Après la fin de la présentation de l'accusation, le procès de Zacarias Moussaoui est entré ce jeudi dans sa dernière phase avec l'entrée en scène de la défense.
Juste avant, l'accusé a été autorisé à prendre la parole et à s'adresser directement aux jurés, pour la deuxième fois depuis le début de son procès. Et comme la première, il a sabordé le travail de ses avocats. Il a notamment affirmé qu'ils ne voulaient pas lui éviter la peine de mort, mais se faire de la publicité sur son cas. "Vous faites preuve de non-assistance criminielle" a-t-il lancé. Il a ensuite ajouté qu'il aurait souhaité avoir un avocat musulman si on lui avait donné le choix.

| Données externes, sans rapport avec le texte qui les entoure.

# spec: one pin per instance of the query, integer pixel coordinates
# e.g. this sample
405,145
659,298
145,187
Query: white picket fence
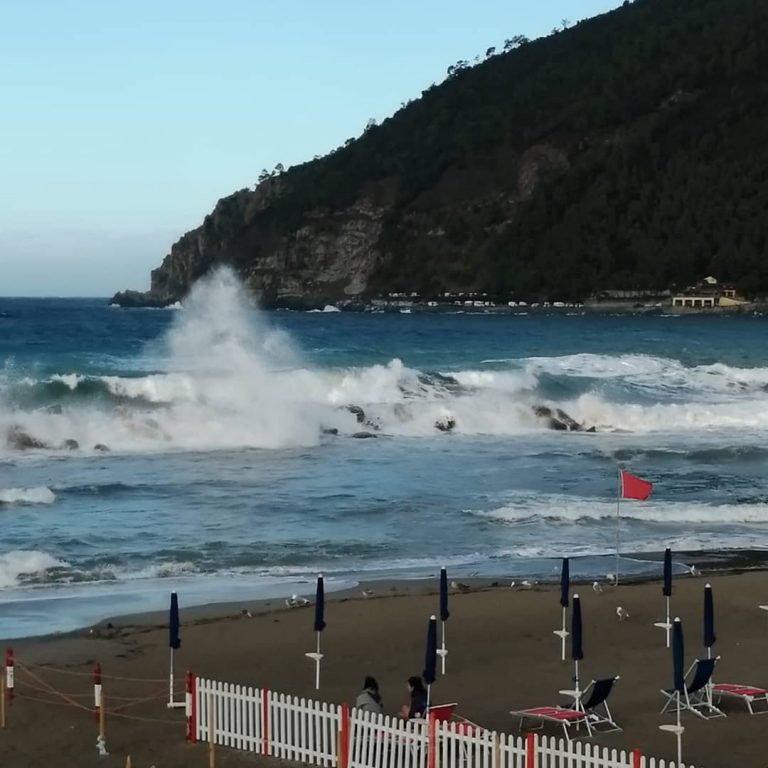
332,736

Je voulais quelqu'un en qui je puisse avoir confiance", a-t-il dit.
"Je souhaite qu'il y ait encore plus de souffrance"
Zacarias Moussaoui a également indiqué qu'il aurait souhaité que les attentats du 11septembre se poursuivent "le 12, le 13, le 14 (...) septembre". "Tout ce que je pourrai faire pour vous faire du mal, je le ferai. Je n'ai pas de remords pour la justice ", a lancé le Français en regardant droit dans les yeux le procureur Robert Spencer. Lorsque celui-ci a souligné qu'il avait notamment souri en assistant cette semaine aux scènes de destruction et de mort au Pentagone, l'un des sites visés par les attaques, il a répondu : "J'aurais même ri si je n'avais pas su que cela m'aurait valu une expulsion de la salle d'audience".

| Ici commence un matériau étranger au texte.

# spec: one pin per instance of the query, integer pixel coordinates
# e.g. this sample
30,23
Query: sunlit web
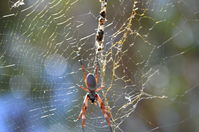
41,42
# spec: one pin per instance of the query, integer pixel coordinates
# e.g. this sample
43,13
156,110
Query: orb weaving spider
91,82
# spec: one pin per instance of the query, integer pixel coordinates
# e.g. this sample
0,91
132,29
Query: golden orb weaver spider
91,82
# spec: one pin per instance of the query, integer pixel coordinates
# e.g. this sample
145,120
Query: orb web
42,41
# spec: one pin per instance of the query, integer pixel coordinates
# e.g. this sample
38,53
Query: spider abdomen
91,82
91,97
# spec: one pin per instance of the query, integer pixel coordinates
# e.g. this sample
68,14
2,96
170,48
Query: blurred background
150,65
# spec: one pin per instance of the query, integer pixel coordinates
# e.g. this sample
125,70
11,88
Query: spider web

Zacarias Moussaoui a aussi qualifié les Etats-Unis de "tête du serpent" qu'il faut "détruire d'abord", en justifiant les attaques. "Vous (les Américains) êtes pour moi la tête du serpent. Si nous voulons détruire l'Etat juif de Palestine nous devons vous détruire d'abord". Interrogé par son avocat Gerald Zerkin s'il éprouvait des regrets pour les familles des victimes, Moussaoui a répondu : "non, jamais". Pour deux raisons. La première : je trouve dégoûtant que des gens viennent ici exposer leur douleur dans le but d'obtenir la mort de quelqu'un. La seconde : nous l'avons fait pour cela : nous voulons infliger la souffrance. Je souhaite qu'il y ait encore plus de souffrance".
"Il pourrira en prison"
Ces nouvelles tirades risquent d'aggraver la tâche de ses conseils, qui doivent présenter les circonstances atténuantes qui pourraient lui épargner la peine de mort. Leur premier témoin : James Evans Aiken, consultant en matière de sécurité pénitentiaire. Il était appelé pour expliquer aux jurés que s'ils décidaient de condamner Moussaoui à la prison à vie et non à la peine de mort, il poserait un risque minimum à la société, compte-tenu de ses conditions d'incarcération.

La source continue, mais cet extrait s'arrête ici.